Le Château du Pont d’Oye, à Habay-la-Neuve, est un domaine bien connu d’une certaine génération de Luxembourgeois puisqu’on y a célébré pendant de nombreuses années des mariages et autres fêtes familiales. Jusqu’en 2019, cette demeure du XVIIe siècle, situé à environ une demi-heure de voiture de Luxembourg, était la propriété de la famille Nothomb (dont l’écrivaine Amélie Nothomb fait partie). Mais, croulant sous les dettes et désemparée devant l’état de délabrement du château, la famille a préféré se séparer de ce bien entré dans la famille en 1932 par Pierre Nothomb (décédé en 1966) et qui était resté entre leurs mains jusque-là.

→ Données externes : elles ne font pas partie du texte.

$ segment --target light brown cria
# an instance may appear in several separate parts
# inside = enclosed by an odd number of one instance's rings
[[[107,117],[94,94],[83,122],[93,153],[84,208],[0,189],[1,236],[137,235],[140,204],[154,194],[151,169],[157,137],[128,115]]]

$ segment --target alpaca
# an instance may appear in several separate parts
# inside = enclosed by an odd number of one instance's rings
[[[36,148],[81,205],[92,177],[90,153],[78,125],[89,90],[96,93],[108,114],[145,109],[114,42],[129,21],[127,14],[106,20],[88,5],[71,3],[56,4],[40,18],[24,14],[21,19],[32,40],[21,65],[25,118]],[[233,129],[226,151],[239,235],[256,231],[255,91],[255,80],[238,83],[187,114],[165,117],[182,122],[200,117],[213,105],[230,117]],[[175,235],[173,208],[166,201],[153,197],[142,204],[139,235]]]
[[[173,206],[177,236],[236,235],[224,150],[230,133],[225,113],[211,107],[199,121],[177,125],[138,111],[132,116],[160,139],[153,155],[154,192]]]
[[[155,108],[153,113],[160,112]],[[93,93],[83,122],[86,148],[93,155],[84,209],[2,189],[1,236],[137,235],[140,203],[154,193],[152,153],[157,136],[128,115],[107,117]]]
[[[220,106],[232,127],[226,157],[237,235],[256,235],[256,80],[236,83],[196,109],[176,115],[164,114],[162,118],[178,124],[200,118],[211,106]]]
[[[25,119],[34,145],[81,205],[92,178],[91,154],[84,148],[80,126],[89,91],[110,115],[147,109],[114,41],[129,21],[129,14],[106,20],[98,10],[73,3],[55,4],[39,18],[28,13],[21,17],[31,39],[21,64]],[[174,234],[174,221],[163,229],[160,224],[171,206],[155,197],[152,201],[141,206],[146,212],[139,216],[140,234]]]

«Quand je l’ai visité la première fois, le château pleurait, littéralement», se remémore le propriétaire actuel du domaine. En effet, l’humidité ruisselait à l’intérieur et des arbres poussaient même dans la toiture éventrée. Aujourd’hui, après une campagne de travaux intense et un investissement conséquent (plus de cinq millions d’euros, qui viennent s’ajouter aux deux millions pour l’acquisition de la propriété), le château a pu être remis en état. Réaménagé, il accueille désormais à la fois des réceptions dans les salons en enfilade avec cheminée du rez-de-chaussée et les annexes (écuries, grange), et des visiteurs qui souhaitent séjourner dans une des chambres dans les étages. «Actuellement, nous avons 12 chambres disponibles, sobres et contemporaines», précise Diane Matgen, architecte d’intérieur qui a mené avec passion et un engagement sans pareil ce chantier de restauration. «À cela s’ajoute aussi un gite de six chambres et leur salle de bain, entièrement équipé.»
Rendre ce qu’on a reçu
Vincent Gouverneur est associé gérant chez Deloitte Luxembourg. Natif de Neufchâteau, il connait bien le château du Pont d’Oye et la magnifique forêt d’Anlier qui l’entoure. «Je cherchais à acquérir une propriété forestière pour ma famille dans les Ardennes. Un jour, on m’a dit que le château était à vendre. Cela ne correspondait pas du tout à mes recherches, mais je l’ai quand même visité. Malheureusement, il était dans un état de délabrement avancé. La façade extérieure était très abimée, les murs ruisselaient d’humidité à l’intérieur… C’était vraiment très triste.»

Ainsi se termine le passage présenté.